This article is part of MACo’s Policy Deep Dive series, where expert policy analysts explore and explain the top county policy issues of the day.
Maryland drivers will pay slightly more in State gas taxes beginning July 1, but the annual adjustment reflects a much more considerable challenge facing Maryland’s transportation system.
The Office of the Maryland Comptroller announced this week that the State gasoline tax will increase from 46.0 cents per gallon to 46.6 cents per gallon. The change amounts to six-tenths of one cent per gallon, or about six cents on a 10-gallon fill-up.
While the increase itself is modest, it offers a timely reminder of how Maryland funds transportation infrastructure.
Why Does Maryland’s Gas Tax Change Every Year?
Unlike the federal gas tax, which Congress has held at 18.4 cents per gallon since 1993, Maryland automatically adjusts its motor fuel tax each year under a formula established by the General Assembly in 2013.
As required by Tax-General § 9-305, the Comptroller’s Office announces updated fuel tax rates by June 1 for implementation on July 1.
The formula includes two components.
The first ties a portion of the tax to inflation through the Consumer Price Index (CPI). If inflation rises, that portion of the tax rises as well. State law limits annual increases to 8%.
Lawmakers also phased in an equivalent sales and use tax rate on motor fuel. Because wholesale fuel prices fluctuate throughout the year, this portion can rise or fall.
Together, those two factors determine the annual tax rate.
This year, inflation pushed the rate higher, while slightly lower wholesale fuel prices offset part of the increase.
Why Did Maryland Adopt This System?
The General Assembly adopted the current structure through the Transportation Infrastructure Investment Act of 2013.
Maryland previously relied heavily on fixed fuel tax rates. Over time, inflation reduced the value of those revenues while transportation construction costs continued to climb.
The 2013 legislation responded by linking a portion of the gas tax to inflation and fuel prices. Lawmakers also phased in an equivalent sales-and-use tax rate on motor fuel.
The changes generated additional transportation revenue and reduced the need for lawmakers to revisit the gas tax every few years. The law also recognized that transportation costs rarely stay flat. As the cost of paving roads, repairing bridges, purchasing equipment, and building infrastructure increases, transportation revenues must keep pace to maintain the same level of investment.
Counties Don’t Levy A Gas Tax
One common misconception is that counties collect gas tax revenue directly.
They do not.
Maryland’s motor fuel tax is entirely a State tax. The State establishes the rate, collects the revenue, and deposits those funds into the Transportation Trust Fund.

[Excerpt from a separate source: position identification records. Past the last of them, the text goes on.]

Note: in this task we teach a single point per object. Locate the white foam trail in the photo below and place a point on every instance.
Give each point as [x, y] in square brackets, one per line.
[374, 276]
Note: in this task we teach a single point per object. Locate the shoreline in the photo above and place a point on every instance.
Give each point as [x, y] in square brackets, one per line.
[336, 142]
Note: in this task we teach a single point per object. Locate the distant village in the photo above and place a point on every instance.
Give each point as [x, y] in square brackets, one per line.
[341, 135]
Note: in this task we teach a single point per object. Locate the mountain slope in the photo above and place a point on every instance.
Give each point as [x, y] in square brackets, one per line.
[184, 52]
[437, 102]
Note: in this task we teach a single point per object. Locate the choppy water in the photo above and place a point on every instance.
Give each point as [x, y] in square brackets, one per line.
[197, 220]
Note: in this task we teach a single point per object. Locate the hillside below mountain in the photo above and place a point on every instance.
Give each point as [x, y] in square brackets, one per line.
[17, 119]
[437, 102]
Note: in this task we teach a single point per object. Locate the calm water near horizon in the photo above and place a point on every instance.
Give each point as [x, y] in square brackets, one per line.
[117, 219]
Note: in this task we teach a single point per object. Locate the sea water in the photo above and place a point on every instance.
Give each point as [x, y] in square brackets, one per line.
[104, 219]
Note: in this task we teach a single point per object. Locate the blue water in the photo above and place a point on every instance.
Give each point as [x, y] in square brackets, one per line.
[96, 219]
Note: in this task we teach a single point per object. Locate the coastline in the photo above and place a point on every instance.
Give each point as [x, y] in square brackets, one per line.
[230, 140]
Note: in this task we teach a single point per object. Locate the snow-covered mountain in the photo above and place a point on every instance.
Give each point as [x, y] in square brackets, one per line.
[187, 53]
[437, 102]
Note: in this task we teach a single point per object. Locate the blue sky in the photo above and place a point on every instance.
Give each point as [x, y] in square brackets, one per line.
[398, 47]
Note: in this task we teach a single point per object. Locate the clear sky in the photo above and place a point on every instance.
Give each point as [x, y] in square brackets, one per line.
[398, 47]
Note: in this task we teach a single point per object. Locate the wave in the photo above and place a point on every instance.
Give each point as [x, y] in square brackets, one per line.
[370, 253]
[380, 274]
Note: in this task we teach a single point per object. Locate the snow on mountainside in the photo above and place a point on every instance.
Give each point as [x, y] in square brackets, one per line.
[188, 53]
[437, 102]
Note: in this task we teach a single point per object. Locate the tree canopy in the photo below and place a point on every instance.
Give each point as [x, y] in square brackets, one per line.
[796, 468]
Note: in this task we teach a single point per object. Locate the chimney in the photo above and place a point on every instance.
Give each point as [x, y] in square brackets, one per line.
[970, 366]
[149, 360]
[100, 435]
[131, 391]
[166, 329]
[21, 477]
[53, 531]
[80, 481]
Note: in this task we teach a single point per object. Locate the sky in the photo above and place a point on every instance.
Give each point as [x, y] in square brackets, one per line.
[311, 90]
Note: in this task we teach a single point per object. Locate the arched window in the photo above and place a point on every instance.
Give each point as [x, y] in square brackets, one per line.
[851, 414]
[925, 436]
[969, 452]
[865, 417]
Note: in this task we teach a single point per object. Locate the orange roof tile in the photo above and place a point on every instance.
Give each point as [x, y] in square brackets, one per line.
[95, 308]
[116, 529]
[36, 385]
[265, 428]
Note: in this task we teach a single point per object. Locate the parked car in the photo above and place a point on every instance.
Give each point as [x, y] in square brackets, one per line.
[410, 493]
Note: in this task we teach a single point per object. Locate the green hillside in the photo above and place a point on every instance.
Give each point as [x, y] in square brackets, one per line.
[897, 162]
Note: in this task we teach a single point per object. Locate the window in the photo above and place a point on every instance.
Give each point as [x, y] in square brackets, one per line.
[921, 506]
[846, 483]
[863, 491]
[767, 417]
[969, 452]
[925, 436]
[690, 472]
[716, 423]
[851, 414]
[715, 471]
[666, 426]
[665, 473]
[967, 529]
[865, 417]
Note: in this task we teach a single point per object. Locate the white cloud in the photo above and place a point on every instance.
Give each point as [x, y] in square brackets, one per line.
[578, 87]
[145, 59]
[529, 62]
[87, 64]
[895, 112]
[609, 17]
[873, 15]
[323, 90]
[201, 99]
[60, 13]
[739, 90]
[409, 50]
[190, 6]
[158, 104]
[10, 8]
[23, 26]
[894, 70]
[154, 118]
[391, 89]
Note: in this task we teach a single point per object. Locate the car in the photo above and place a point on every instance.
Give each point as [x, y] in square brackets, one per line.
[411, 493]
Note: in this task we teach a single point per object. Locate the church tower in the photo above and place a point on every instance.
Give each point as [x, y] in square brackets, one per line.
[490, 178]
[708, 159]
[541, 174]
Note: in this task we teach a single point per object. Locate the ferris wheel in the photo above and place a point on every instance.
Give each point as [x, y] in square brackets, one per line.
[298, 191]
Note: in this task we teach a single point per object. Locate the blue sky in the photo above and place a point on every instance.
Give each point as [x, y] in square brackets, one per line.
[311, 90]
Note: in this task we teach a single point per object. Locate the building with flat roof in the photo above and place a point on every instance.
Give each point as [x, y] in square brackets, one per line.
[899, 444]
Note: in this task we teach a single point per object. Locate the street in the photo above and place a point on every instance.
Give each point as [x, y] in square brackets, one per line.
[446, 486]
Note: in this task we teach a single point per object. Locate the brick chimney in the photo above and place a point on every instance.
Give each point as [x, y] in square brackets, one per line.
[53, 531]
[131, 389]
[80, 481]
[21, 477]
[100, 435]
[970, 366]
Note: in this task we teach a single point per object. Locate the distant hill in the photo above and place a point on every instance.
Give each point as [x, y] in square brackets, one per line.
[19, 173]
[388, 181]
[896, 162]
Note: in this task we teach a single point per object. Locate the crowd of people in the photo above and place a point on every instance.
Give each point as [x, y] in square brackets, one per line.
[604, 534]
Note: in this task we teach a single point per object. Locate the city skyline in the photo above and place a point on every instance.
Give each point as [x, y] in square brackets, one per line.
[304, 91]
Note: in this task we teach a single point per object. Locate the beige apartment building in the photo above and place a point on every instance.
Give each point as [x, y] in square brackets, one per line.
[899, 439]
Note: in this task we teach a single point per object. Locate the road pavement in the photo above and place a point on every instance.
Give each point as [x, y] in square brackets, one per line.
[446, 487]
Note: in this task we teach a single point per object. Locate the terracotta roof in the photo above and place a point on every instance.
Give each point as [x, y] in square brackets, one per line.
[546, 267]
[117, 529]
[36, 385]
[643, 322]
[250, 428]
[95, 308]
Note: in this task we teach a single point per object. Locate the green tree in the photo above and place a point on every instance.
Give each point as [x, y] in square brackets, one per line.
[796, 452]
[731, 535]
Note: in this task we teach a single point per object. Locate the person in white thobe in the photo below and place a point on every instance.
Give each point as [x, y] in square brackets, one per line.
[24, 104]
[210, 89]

Local governments still have a significant stake in transportation funding because counties, municipalities, and Baltimore City collectively own and maintain roughly five out of every six miles of road across the state.
As a result, transportation funding decisions made in Annapolis directly affect local governments responsible for maintaining roads, bridges, intersections, drainage systems, traffic signals, and other transportation infrastructure.
The Highway User Revenue Connection
Local governments receive transportation funding through Highway User Revenues, commonly known as HUR.
For decades, Maryland shared transportation revenues between the State and local governments. The arrangement reflected a simple reality: counties, Baltimore City, and municipalities maintain most of Maryland’s road network, while the State maintains the state highway system.
That partnership changed during the Great Recession.
Facing a severe budget shortfall in 2009, the Board of Public Works reduced local Highway User Revenue distributions by roughly 90%. The cuts significantly reduced transportation funding for counties and municipalities and altered a revenue-sharing structure that had existed for decades.
The General Assembly has approved several partial restorations since then, but local governments still receive a smaller share of transportation revenues than they received before the recession-era reductions. In fact, local governments received roughly 30% of Highway User Revenues before 2009. The local share dropped as low as 8.5% following the cuts and remains well below historic levels today.
That gap continues to shape local transportation budgets. Counties, municipalities, and Baltimore City remain responsible for maintaining most of Maryland’s road miles, along with bridges, traffic signals, drainage systems, and other transportation infrastructure.
The Transportation Challenge Isn’t Going Away
Maryland’s transportation funding system still depends heavily on fuel consumption, but transportation needs continue growing regardless of how much gasoline drivers purchase.
Vehicles travel farther on less fuel than they did a generation ago. Electric vehicle adoption continues to increase. Construction costs have risen sharply, and roads, bridges, and transit systems continue to age.
Those trends create a growing mismatch between the way Maryland raises transportation revenue and the cost of maintaining transportation infrastructure.
The annual gas tax adjustment helps transportation revenues keep pace with inflation, but it does not change those underlying trends.
This year’s increase may only add a few cents to a fill-up. The question facing Maryland is whether a transportation funding system built around fuel consumption can keep pace with the cost of maintaining and improving the transportation network residents rely on every day.